En otras palabras, no comencemos exagerando lo novedoso de nuestra situación. Créame, querido señor o señora, usted y todos los que usted ama, ya estaban sentenciados a la muerte antes de que la bomba atómica fuera inventada (…) Este es el primer punto que debemos tener en mente. Y la primera acción que debemos tomar es recobrar la calma. Si todos vamos a ser destruidos por una bomba atómica, permitamos que esa bomba nos encuentre haciendo cosas sensibles y humanas —orando, trabajando, enseñando, leyendo, escuchando música, bañando a los niños, jugando tenis, conversando con amigos a la luz de una pinta y un juego de dardos— no amontonándose como ovejas aterrorizadas y pensando en bombas. Ellas pueden destruir nuestros cuerpos (hasta un microbio puede hacer eso) pero no tiene porqué dominar nuestra mente.

Afrontar las implicaciones de vivir en un mundo caído, son pasos obligados en la ruta del creyente. Una vez más debemos recordar que el camino a la vida eterna no es ancho ni espacioso; la ruta es angosta y solo se entra a esa senda a través de una puerta estrecha. Confiemos en que el Dios soberano nos guía a ese camino y, mientras tanto, gocémonos y alegrémonos de que Él así lo ha querido, incluso, si el mundo se cae a pedazos.

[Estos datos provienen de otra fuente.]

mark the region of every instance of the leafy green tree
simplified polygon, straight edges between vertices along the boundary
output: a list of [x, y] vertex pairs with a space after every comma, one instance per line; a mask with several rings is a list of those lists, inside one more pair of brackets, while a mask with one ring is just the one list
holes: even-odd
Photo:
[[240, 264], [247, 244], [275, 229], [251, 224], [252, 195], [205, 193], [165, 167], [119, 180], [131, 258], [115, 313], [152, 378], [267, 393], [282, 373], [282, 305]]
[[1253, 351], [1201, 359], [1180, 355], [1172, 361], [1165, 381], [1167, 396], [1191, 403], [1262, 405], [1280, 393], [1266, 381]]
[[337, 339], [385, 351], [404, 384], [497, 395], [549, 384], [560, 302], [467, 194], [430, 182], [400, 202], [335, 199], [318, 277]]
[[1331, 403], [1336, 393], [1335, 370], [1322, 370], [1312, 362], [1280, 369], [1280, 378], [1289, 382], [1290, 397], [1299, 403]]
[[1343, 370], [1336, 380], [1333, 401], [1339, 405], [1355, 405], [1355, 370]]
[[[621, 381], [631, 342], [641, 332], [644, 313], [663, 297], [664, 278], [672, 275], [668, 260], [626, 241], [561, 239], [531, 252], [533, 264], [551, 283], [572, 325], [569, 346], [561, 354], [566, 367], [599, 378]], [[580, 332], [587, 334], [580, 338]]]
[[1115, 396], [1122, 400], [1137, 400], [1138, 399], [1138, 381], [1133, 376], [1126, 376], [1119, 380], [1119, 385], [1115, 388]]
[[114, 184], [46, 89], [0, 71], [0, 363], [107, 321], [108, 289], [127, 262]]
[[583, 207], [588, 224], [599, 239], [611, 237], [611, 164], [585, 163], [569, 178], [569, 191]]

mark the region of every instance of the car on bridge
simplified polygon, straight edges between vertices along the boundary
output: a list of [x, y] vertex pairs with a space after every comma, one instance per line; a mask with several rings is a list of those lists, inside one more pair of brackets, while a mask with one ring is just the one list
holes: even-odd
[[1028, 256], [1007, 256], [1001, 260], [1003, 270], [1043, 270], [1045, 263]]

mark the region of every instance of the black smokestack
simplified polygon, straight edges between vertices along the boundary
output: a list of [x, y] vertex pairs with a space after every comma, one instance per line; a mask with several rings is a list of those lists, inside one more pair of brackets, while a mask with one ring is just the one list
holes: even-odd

¿Y tú? ¿Qué piensas? ¿De qué formas crees que el dolor y el sufrimiento, propio o ajeno, nos forman? ¿Consideras que los creyentes, por ser creyentes, estamos excluidos de la desgracia? ¿Cómo puedes encontrar paz y descanso en la soberanía de Dios en momentos de crisis?
[1] La versión del himno que aquí presentamos es una traducción al español hecha por BITE desde la versión en inglés.
[2] La versión texto de Donne que aquí presentamos es una traducción al español hecha por BITE desde la versión original en inglés.